Sunday Night Cookies

  There is nothing that makes me feel more domesticated than baking some homemade chocolate chip cookies. And frankly there is nothing quite as comforting as sinking your teeth into a warm gooey circle of heaven and comforting is what we were aiming for today. It has been a long 9 days in our house. What started as a big retirement celebration ended up getting interrupted by a sudden family death. We are just emotionally drained so I thought some cookies would be a nice pick-me-up. 

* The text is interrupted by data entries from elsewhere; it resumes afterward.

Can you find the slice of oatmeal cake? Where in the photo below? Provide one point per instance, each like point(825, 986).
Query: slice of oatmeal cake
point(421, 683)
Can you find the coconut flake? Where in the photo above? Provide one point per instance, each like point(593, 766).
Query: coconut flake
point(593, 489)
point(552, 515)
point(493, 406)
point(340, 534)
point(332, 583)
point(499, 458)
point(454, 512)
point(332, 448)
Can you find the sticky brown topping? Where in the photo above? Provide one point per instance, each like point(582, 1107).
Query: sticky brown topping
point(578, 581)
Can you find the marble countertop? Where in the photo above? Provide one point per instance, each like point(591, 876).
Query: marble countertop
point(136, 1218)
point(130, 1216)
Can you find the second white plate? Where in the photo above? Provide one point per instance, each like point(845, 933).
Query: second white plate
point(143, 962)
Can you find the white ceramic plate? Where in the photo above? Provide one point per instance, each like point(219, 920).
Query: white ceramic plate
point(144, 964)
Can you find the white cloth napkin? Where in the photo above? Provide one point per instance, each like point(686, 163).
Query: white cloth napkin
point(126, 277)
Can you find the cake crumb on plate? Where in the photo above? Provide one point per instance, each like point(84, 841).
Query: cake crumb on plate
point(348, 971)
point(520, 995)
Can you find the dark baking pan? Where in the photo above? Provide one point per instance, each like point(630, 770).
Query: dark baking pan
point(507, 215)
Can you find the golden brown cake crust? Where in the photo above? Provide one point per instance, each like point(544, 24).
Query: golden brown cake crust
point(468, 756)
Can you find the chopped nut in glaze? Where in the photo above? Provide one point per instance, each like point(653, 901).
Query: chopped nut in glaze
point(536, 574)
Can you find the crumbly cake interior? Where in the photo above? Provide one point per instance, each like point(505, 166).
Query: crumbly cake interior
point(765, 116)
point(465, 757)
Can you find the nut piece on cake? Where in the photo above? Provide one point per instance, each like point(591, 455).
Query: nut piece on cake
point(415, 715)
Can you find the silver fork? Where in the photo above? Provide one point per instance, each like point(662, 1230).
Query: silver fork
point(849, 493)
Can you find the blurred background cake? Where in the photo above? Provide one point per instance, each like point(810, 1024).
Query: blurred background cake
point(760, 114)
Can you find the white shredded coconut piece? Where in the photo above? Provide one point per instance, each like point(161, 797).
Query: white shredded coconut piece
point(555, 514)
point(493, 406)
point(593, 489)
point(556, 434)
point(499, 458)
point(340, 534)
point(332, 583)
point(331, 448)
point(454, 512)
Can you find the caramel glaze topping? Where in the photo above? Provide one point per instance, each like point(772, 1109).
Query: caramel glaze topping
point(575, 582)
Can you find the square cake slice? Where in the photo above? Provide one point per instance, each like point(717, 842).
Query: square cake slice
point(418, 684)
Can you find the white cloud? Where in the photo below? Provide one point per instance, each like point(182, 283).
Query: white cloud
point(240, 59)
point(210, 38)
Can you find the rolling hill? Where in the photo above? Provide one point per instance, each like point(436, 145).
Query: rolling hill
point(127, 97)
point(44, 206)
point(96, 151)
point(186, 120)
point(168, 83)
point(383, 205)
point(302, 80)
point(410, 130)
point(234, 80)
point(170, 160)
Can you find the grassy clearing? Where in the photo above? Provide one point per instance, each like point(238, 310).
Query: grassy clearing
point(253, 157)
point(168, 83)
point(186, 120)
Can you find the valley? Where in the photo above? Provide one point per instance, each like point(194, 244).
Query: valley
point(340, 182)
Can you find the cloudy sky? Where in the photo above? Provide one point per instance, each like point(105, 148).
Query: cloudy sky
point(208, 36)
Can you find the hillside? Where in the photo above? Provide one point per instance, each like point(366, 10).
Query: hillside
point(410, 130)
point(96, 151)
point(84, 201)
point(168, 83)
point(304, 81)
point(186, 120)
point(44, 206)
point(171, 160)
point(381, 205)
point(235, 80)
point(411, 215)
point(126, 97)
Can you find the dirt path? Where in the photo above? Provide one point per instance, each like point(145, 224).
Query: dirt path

Amidst all the chaos healthy living hasn’t been the first thing on our minds. A new week is starting and we are happy to at least spend the first couple days of this week alone together. The new pool at the YMCA is open now so we plan to go check it out. M will continue rock climbing and walking on the treadmill. I will do a 21 Day Fix video or two and it’s supposed to be warmer this week so I’d love to go outside and go for a walk. In terms of food I need to go shopping for fruits and veggies since we are completely out. We also bought Eziekial bread last week and have been testing that out. It’s supposed to be one the best breads for you out there. Sometimes I like it sometimes I don’t. It’s very dense and dry but I’m not giving up yet. It’ll just take some time to get used to it (M really likes it). We are going out to eat tonight with friends since it has been so long since we all saw each other last. We will drink a shakeology before we go and order something that is not fried. That’s our plan for this week, I’ll keep you updated as we go along!  

Can’t Get Up

  But it’s only 10 minutes long you say! Well when you put in maximum effort 10 minutes can kick your butt, especially if it’s been a while. 21 Day Fix  10 minute abs = done. Almost decided to skip it all together but chose not to! What choices did you make today? What choices will we make tomorrow?